Effects of resistance mutation on the competitiveness of S and R plants under condition of monoculture or admixture

The present results indicated that the different resistance mutation have different effects on the competition ability of R plants. For example, plants carrying mutation of Pro197Leu (pHB8) or Pro197His (pHB22) or Asp376Glu (pHB25) or Trp574Leu (pHB42) displayed stronger competitiveness over S plants (RCC in terms of dry weight and leaf area < 1.0). The pHB23 (Pro197Ser) exhibited similar competitiveness over S plants (RCC in terms of dry weight and leaf area ≈ 1.0) (Tables 7, 8 and Figs 3 and 4). When S and R plants mixed together, effects of S or R plants on each other were not similar. The dry weight of R plants (with Pro197Leu or Pro197Thr) reduced greatly with the increasing of R ratio from 25% to 75%. While, the dry weight of S plants was not affected except mixed with pHB23 at ratio of 25:75. The present results demonstrated the competition ability of R over S plants was affected not only by weed biotypes (S or R) and the specific resistance mutation, but also by the ratio of S or R plants in the mixtures. The dry weights of 100% R plants (carrying Pro197Leu, Pro197His, Pro197Thr, Asp376Glu or Trp574Leu) reduced greatly comparing with R plants at ratio of 75:25, 50:50 and 25:75. By contrast to R plants, the dry weight of S plants was not affected except mixed with pHB23 at ratio of 25:75. Hence, it is difficult that the R plants dominated the weed community under condition of no herbicide selection. This study was conducted in green house with single plant density, and the experiment only covered partial stages (50 DAT) of plants life cycle as other similar studies. Staged results were not necessarily in accordance with the final facts. Hence, in order to accurately estimate the resistance cost, experiments covering all life stages in a variety of biotic and abiotic environments should be conducted.

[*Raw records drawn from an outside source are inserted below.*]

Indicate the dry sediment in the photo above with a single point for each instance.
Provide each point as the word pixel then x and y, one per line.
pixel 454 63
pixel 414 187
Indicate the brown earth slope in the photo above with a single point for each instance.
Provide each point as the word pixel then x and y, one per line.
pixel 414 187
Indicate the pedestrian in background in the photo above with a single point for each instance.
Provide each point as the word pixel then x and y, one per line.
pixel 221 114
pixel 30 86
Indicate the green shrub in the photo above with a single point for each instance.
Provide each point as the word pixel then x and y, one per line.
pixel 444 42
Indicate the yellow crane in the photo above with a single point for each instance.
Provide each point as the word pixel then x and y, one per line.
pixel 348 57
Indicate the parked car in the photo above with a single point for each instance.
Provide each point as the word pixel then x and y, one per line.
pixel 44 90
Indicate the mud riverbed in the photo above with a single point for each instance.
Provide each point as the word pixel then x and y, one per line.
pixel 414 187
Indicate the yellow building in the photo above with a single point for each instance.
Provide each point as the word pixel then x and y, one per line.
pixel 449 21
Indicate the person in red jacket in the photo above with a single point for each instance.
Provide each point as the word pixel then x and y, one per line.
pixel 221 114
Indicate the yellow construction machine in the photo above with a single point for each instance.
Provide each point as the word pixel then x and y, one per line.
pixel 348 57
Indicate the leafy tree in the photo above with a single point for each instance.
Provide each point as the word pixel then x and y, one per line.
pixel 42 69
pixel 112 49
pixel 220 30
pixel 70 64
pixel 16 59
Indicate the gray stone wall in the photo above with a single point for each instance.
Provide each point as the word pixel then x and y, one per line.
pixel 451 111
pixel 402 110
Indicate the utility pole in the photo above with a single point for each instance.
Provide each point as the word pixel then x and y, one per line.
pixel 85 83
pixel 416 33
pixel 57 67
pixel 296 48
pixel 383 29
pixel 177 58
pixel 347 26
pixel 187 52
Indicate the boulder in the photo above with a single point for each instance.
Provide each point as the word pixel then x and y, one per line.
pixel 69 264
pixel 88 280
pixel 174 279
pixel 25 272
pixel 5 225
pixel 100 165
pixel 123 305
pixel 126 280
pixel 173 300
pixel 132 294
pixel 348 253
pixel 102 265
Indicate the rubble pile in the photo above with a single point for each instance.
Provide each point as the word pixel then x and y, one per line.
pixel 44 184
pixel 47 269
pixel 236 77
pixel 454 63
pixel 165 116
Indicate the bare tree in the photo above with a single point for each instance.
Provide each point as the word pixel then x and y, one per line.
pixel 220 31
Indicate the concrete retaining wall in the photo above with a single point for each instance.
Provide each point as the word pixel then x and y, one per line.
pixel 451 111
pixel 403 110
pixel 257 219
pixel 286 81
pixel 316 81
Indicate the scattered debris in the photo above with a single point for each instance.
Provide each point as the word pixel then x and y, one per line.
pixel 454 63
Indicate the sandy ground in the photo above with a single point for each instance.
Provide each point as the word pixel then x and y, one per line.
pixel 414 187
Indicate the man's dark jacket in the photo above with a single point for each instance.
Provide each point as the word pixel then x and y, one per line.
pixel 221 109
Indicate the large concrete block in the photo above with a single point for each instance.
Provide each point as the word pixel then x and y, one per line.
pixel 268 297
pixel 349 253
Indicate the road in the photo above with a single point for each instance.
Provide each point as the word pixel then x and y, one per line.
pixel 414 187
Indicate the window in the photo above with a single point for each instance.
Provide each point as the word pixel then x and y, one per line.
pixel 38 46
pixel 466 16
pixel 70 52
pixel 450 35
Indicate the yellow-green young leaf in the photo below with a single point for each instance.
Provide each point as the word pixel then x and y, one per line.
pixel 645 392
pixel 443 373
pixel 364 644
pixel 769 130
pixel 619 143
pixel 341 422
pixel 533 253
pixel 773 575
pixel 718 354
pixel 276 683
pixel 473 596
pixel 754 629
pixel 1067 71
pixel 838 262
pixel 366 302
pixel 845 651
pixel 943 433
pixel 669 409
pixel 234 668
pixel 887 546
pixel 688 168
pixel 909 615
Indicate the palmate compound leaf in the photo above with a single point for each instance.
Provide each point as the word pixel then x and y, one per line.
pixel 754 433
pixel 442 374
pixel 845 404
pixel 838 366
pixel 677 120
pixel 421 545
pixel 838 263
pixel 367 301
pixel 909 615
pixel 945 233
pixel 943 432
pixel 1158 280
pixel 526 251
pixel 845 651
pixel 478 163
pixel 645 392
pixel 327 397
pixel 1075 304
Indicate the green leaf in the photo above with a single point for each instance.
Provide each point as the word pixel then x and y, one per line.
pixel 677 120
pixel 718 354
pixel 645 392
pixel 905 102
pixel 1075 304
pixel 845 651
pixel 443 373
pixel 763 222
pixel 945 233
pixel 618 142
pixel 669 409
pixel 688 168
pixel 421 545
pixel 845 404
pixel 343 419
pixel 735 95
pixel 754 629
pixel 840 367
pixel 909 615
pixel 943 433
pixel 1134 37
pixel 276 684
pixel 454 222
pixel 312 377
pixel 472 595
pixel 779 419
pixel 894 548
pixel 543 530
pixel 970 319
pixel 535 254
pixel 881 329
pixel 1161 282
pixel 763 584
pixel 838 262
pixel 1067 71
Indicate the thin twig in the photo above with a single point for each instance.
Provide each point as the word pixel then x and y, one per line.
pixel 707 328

The resistance costs are considered as a basic tenet of evolutionary genetic, therefore the resistance costs are not necessary and universal in all resistance cases. The expression of resistance cost was strongly influenced by resistance mechanisms, specific resistance alleles, characteristics of target enzyme, genetic background, weed species and growth environment[2]. Hence, it is difficult to accurately assess the resistance costs in R weeds. Although a great deal of research effort has been invested to measure the resistance costs in R weed species, numerous studies were flawed. Vila-Aiub et al. (2009) reported only 25% of studies assessing resistance costs explicitly met the criteria of controlling genetic background[2]. To date, only a few resistance cost cases were confirmed in AHAS herbicide-resistant weed species. For example, Trp574Leu mutation of Amaranthus powellii can cause pleiotropic effects on the early growth and development in competitive conditions. Not only the leaves of the resistant plants were distorted and much smaller than those of S plants, one S population outperformed on R population by 7~15 times under competitive conditions[17]. In addition, the Ala205Val mutation reduced the reproductive output and fitness in resistant S. ptychanthum comparing with S biotype. This would likely cause S individuals to dominate in the absence of herbicide selection pressure[35].